Israël, montré du doigt par l’allié américain pour le blocage du processus de paix, a réagi en incriminant les Palestiniens, contre lesquels il a commencé à prendre des sanctions.

Les ministres du gouvernement de Benjamin Netanyahu ont reçu mercredi la consigne de limiter les contacts avec leurs homologues palestiniens, sauf en matière de sécurité et de négociations, a indiqué à l’AFP une source gouvernementale israélienne.

« En réponse aux violations palestiniennes des promesses faites dans le cadre des négociations de paix, il a été demandé aux ministres du gouvernement israélien de s’abstenir de rencontrer leurs homologues palestiniens », a précisé cette source sous couvert de l’anonymat, en allusion à la signature des demandes d’adhésion de la Palestine à 15 conventions et traités internationaux.

Le ministre palestinien du Travail Ahmad Majdalani a toutefois minimisé la portée de cette décision, soulignant que « 90 % des affaires quotidiennes se traitent avec l’administration militaire israélienne ».

« Dans les faits, il n’y a pas de rencontres organisées entre ministres palestiniens et israéliens, à part entre ministres des Finances », a déclaré M. Majdalani à l’AFP.

Une source gouvernementale palestinienne a indiqué à l’AFP qu’il pourrait s’agir d’un début de gel du transfert des taxes collectées par Israël pour le compte de l’Autorité palestinienne, car l’essentiel des rencontres entre les ministres des Finances porte sur ces taxes qui servent à payer les fonctionnaires palestiniens.
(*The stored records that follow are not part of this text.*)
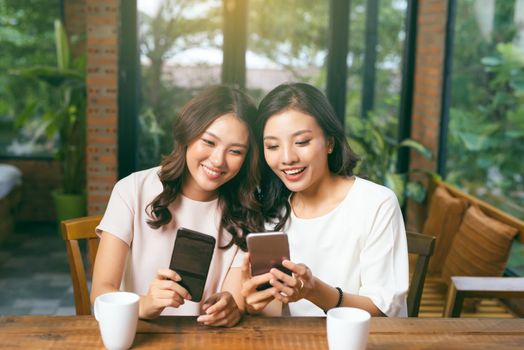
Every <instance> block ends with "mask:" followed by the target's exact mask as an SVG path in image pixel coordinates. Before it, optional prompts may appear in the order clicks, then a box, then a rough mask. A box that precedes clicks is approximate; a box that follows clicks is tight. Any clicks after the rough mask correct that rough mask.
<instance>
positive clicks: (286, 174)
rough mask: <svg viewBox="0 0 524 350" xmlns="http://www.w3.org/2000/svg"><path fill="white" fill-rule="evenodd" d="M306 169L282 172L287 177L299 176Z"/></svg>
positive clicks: (293, 170)
mask: <svg viewBox="0 0 524 350" xmlns="http://www.w3.org/2000/svg"><path fill="white" fill-rule="evenodd" d="M304 170H306V168H305V167H304V168H296V169H288V170H282V172H283V173H284V174H286V175H298V174H300V173H303V172H304Z"/></svg>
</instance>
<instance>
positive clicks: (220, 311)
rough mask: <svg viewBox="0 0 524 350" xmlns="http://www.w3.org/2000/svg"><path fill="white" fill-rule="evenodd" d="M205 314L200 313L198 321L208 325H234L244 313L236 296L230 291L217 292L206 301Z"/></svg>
mask: <svg viewBox="0 0 524 350" xmlns="http://www.w3.org/2000/svg"><path fill="white" fill-rule="evenodd" d="M203 310H204V312H205V313H206V314H205V315H200V316H199V317H198V318H197V321H198V322H200V323H203V324H205V325H206V326H222V327H233V326H234V325H236V324H237V323H238V322H239V321H240V318H241V317H242V313H241V312H240V309H239V308H238V305H237V303H236V302H235V298H233V296H232V295H231V293H229V292H220V293H215V294H213V295H212V296H210V297H209V298H207V300H206V301H205V302H204V305H203Z"/></svg>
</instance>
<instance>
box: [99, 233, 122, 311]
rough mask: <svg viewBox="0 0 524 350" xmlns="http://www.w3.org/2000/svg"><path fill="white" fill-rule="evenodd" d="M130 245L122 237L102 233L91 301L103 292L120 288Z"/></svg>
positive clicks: (108, 291)
mask: <svg viewBox="0 0 524 350" xmlns="http://www.w3.org/2000/svg"><path fill="white" fill-rule="evenodd" d="M128 252H129V246H128V245H127V244H126V243H125V242H124V241H122V240H121V239H119V238H117V237H115V236H113V235H112V234H109V233H107V232H103V233H102V237H101V239H100V243H99V245H98V250H97V253H96V259H95V266H94V269H93V284H92V287H91V303H94V301H95V298H96V297H97V296H99V295H101V294H104V293H109V292H114V291H117V290H119V289H120V283H121V281H122V275H123V273H124V267H125V261H126V257H127V254H128Z"/></svg>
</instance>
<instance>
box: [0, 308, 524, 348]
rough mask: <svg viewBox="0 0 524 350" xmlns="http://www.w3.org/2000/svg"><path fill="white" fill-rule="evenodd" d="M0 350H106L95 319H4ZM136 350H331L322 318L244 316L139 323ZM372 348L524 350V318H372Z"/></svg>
mask: <svg viewBox="0 0 524 350" xmlns="http://www.w3.org/2000/svg"><path fill="white" fill-rule="evenodd" d="M0 348H1V349H102V348H103V344H102V341H101V338H100V334H99V331H98V324H97V322H96V320H95V319H94V318H93V317H92V316H2V317H0ZM133 348H134V349H135V348H136V349H224V350H225V349H227V350H234V349H253V350H257V349H301V350H307V349H327V342H326V321H325V318H317V317H294V318H291V317H289V318H288V317H281V318H264V317H245V318H244V319H243V320H242V322H241V323H240V324H239V325H238V326H237V327H234V328H211V327H206V326H201V325H199V324H198V323H197V322H196V320H195V317H160V318H158V319H155V320H152V321H142V320H141V321H139V324H138V330H137V335H136V337H135V341H134V343H133ZM368 349H476V350H478V349H497V350H502V349H524V319H493V318H489V319H474V318H465V319H443V318H434V319H430V318H373V319H372V320H371V327H370V335H369V339H368Z"/></svg>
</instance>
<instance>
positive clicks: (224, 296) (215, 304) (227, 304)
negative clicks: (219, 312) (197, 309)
mask: <svg viewBox="0 0 524 350" xmlns="http://www.w3.org/2000/svg"><path fill="white" fill-rule="evenodd" d="M233 302H234V301H233ZM230 304H231V301H230V300H227V297H225V296H222V297H221V298H220V299H219V300H218V301H217V302H216V303H214V304H212V305H210V306H209V308H207V309H206V310H205V311H206V314H208V315H211V314H214V313H217V312H220V311H223V310H225V309H227V308H228V306H230ZM231 306H232V305H231Z"/></svg>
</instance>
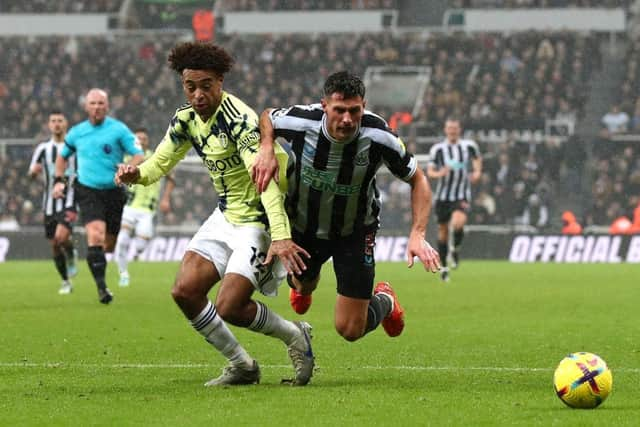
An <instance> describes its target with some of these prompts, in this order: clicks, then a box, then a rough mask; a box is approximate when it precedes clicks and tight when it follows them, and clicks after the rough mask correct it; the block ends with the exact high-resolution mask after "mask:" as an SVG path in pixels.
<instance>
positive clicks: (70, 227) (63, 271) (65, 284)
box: [29, 111, 78, 295]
Selon l’entente conclue en juillet sous l’égide du secrétaire d’Etat américain John Kerry, Israël s’engageait à libérer en quatre phases 104 prisonniers incarcérés avant les accords d’Oslo de 1993.

En contrepartie, la direction palestinienne avait consenti à suspendre toute démarche d’adhésion aux organisations internationales jusqu’à la fin des pourparlers, le 29 avril.

Mais Israël a refusé de libérer le 29 mars, comme prévu, un quatrième et dernier contingent de prisonniers, réclamant désormais une prolongation des négociations au-delà du 29 avril.

Mahmoud Abbas a alors répondu en signant le 1er avril les demandes d’adhésion de la Palestine à 15 conventions et traités internationaux, estimant que les nouvelles exigences posées par Israël pour ces libérations le déliaient de son engagement.

Implosion du processus de paix

M. Kerry a critiqué mardi les deux parties pour leurs récentes décisions « qui ne contribuent pas » à la poursuite du dialogue, mais s’en est pris plus particulièrement à Israël.

« Malheureusement, les prisonniers (palestiniens) n’ont pas été libérés le samedi (29 mars) quand ils devaient l’être », a déploré M. Kerry devant la commission des Affaires étrangères du Sénat.

« Puis, un jour, deux jours, trois jours sont passés et dans l’après-midi, quand ils (les Israéliens, NDLR) pouvaient peut-être le faire, 700 logements de colonisation étaient annoncés à Jérusalem et ‘pouf’, voilà où nous en sommes », a-t-il regretté.

Le gouvernement israélien est resté largement silencieux sur cette mise en cause américaine, mais les rares ministres à s’exprimer ont rejeté sur les Palestiniens la responsabilité de la crise.

« J’ai entendu qu’Israël avait fait imploser le processus de paix avec son programme de construction », a ironisé le ministre de l’Economie Naftali Bennett.

« Pendant des années, ce sont les Palestiniens qui ont tenté, avec leurs explosions, de nous empêcher de vivre dans la capitale éternelle du peuple juif et Israël ne présentera jamais ses excuses pour ses constructions à Jérusalem », a lancé M. Bennett, en référence aux 700 unités prévues dans le quartier de colonisation de Gilo.

Mahmoud Abbas assistait de son côté mercredi au Caire à une réunion des ministres arabes des Affaires étrangères consacrée à la crise du processus de paix.

M. Netanyahu avait menacé dimanche de prendre des « mesures unilatérales » en représailles aux démarches de M. Abbas.

Malgré ces échanges d’accusations, les rencontres entre négociateurs israéliens et palestinien sous médiation américaine devaient reprendre après la réunion de la Ligue arabe.